Pollution and home safety aside. I found it nice to pinpoint my desired heat. It works so fast and accurate that I got consistent pancakes like i never used to before.

[–] Anticorp@lemmy.world 2 points 1 year ago* (last edited 1 year ago) (5 children)

That's pretty cool. Can they heat a pan as fast as a gas stove? One of the major inconveniences with an electric stove is having to wait for the burner to heat up, before you can wait for your pan to heat up. I've had resistive stoves for decades now, and they're not very good IMO. But I've never had an induction stove. I've really missed the gas stove we had when I was a kid.

[–] intelisense@lemm.ee 25 points 1 year ago (1 children)

Simple answer: yes, induction hobs are fast, maybe even faster than gas.

[–] Anticorp@lemmy.world 4 points 1 year ago

That's really cool.

[–] cestvrai@lemm.ee 8 points 1 year ago (1 children)

Back on gas after having induction (moved).

I also grew up on resistive and was as skeptical as you are. Now, I dream about upgrading to induction again once we are able to reno the kitchen. For example, boiling water on induction is more than twice as fast as gas and the temp adjustment goes so quick that even cooking eggs is a breeze.
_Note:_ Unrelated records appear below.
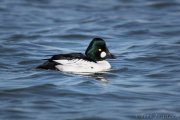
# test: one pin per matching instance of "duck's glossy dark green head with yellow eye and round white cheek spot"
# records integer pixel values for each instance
(97, 50)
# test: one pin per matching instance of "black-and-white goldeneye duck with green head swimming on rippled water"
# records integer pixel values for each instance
(93, 60)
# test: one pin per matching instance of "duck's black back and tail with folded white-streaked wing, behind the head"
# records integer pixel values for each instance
(61, 59)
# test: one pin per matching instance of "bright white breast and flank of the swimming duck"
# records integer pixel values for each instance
(82, 66)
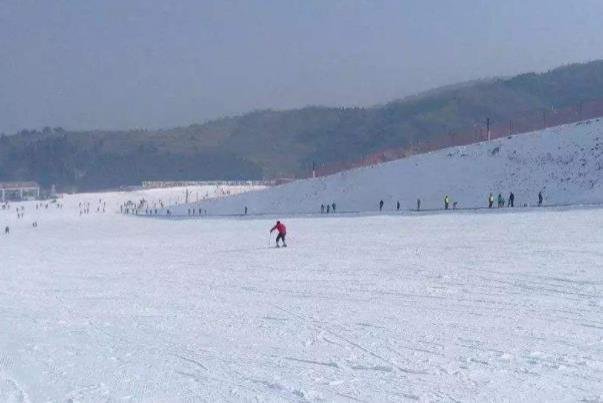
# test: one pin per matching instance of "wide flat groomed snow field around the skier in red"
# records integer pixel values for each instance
(473, 306)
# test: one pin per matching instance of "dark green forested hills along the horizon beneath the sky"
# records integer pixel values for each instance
(286, 143)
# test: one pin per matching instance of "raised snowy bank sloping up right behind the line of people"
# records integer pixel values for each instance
(564, 162)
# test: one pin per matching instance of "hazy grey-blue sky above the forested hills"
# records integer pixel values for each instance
(85, 64)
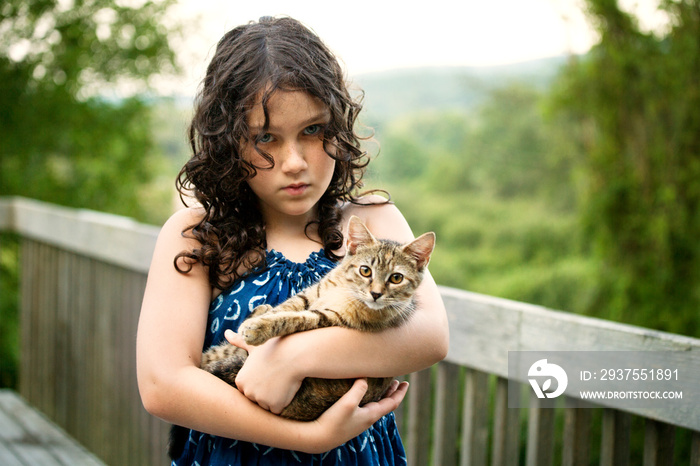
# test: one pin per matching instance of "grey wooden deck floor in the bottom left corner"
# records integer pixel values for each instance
(28, 438)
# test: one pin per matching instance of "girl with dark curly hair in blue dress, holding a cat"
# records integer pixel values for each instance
(275, 164)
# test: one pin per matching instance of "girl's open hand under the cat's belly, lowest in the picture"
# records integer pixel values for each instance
(346, 419)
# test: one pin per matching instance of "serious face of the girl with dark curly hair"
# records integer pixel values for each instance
(302, 170)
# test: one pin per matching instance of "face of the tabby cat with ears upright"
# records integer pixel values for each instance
(384, 273)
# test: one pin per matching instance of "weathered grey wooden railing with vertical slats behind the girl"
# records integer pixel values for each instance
(83, 274)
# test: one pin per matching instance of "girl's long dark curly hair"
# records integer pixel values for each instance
(250, 60)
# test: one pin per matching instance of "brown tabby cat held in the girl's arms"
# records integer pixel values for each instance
(371, 289)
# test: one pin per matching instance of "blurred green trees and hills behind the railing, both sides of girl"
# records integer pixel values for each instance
(572, 182)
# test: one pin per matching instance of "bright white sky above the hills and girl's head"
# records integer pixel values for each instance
(377, 35)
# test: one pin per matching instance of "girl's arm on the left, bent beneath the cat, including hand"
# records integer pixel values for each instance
(169, 344)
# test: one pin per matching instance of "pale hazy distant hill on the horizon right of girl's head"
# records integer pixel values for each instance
(397, 92)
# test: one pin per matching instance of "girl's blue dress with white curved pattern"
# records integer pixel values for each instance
(280, 279)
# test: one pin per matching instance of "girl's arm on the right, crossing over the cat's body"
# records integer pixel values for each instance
(343, 353)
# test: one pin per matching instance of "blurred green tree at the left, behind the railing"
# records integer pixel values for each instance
(59, 139)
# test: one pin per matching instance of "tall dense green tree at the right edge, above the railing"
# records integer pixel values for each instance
(636, 97)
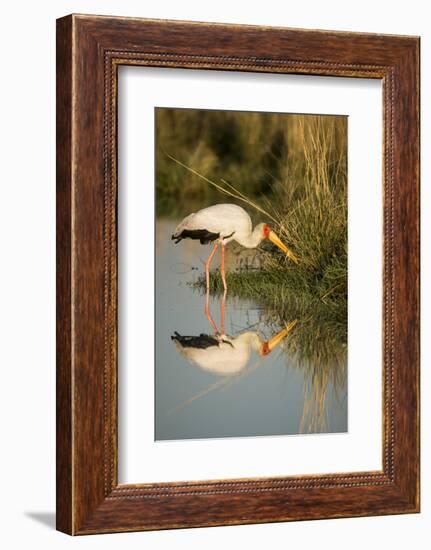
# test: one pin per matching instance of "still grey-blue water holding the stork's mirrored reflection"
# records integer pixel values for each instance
(236, 382)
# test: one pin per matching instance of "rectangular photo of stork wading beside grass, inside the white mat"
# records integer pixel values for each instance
(251, 269)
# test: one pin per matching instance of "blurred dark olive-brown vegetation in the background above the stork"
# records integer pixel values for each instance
(253, 151)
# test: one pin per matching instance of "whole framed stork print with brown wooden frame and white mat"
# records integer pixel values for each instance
(237, 274)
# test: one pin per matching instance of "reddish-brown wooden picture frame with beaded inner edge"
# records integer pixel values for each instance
(89, 51)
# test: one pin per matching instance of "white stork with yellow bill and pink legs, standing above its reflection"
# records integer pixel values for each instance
(221, 224)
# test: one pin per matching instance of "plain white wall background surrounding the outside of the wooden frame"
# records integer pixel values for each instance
(27, 297)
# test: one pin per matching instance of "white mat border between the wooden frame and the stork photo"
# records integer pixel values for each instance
(141, 460)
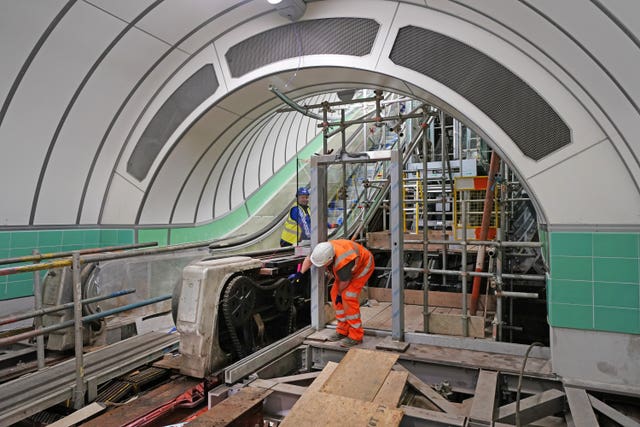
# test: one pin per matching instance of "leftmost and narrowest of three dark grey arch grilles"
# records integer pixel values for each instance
(201, 85)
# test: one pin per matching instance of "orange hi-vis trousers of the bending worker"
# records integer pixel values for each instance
(348, 312)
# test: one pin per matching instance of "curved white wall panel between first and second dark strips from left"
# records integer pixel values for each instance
(40, 101)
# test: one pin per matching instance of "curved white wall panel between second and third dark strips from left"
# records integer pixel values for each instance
(87, 122)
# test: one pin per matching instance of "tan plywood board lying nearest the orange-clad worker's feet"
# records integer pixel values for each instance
(360, 374)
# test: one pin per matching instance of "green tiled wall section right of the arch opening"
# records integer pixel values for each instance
(594, 281)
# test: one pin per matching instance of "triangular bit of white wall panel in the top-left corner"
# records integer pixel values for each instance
(21, 25)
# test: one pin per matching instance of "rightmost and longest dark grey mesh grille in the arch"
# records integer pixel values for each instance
(518, 109)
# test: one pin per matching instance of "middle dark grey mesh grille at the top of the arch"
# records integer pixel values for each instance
(332, 36)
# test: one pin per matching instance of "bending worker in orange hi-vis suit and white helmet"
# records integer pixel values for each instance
(351, 265)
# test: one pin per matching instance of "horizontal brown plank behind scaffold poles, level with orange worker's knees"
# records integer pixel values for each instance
(436, 298)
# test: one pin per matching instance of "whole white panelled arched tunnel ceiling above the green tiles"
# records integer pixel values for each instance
(81, 81)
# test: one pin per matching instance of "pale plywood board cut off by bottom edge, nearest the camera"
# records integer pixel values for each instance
(326, 409)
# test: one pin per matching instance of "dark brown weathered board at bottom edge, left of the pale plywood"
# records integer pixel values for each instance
(234, 408)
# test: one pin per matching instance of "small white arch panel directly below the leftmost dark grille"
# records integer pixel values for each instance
(122, 202)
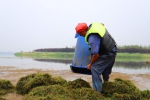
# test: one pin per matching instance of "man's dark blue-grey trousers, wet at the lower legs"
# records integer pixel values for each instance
(103, 66)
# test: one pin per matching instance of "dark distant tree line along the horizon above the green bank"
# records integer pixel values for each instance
(121, 49)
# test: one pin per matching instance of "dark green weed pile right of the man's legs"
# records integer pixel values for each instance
(123, 90)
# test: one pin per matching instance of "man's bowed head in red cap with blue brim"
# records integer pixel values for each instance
(81, 29)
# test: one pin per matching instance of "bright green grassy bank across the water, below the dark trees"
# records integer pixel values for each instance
(121, 57)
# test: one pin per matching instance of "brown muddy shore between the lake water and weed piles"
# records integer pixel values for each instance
(142, 81)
[–] PersnickityPenguin@lemm.ee 3 points 1 year ago

Yeah, when I fry eggs the pan heats up to temperature in literally seconds - not a half a minute, but like 5 to 10 seconds.

[–] DroneRights@lemm.ee 7 points 1 year ago* (last edited 1 year ago)

Resistive stoves are slow because heat has to move from the coils, to the air above the coils, to the glass top, to the pan, to the food.

Gas stoves are fast because heat can move from the flame, to the pan, to the food.

Induction cooktops are the fastest because heat gets to move directly from the pan, to the food.

Induction uses magnetic fields to directly impart energy into the metal of your pan. Magnetic fields move energy at the speed of light. That's faster than gas can move heat. Which means your pan warms up quicker.

[–] FooBarrington@lemmy.world 6 points 1 year ago

You can imagine an induction stove to work similarly to a resistive stove, only with your pan/pot being the resistive element. The slow part of resistive stoves is the heat transfer from the element to the cookware, so you can imagine how quickly an inductive stove heats that thing up!

[–] set_secret@lemmy.world 5 points 1 year ago

it's noticeably faster than a gas stove. plus the neat thing is it's not giving you and your family cancer!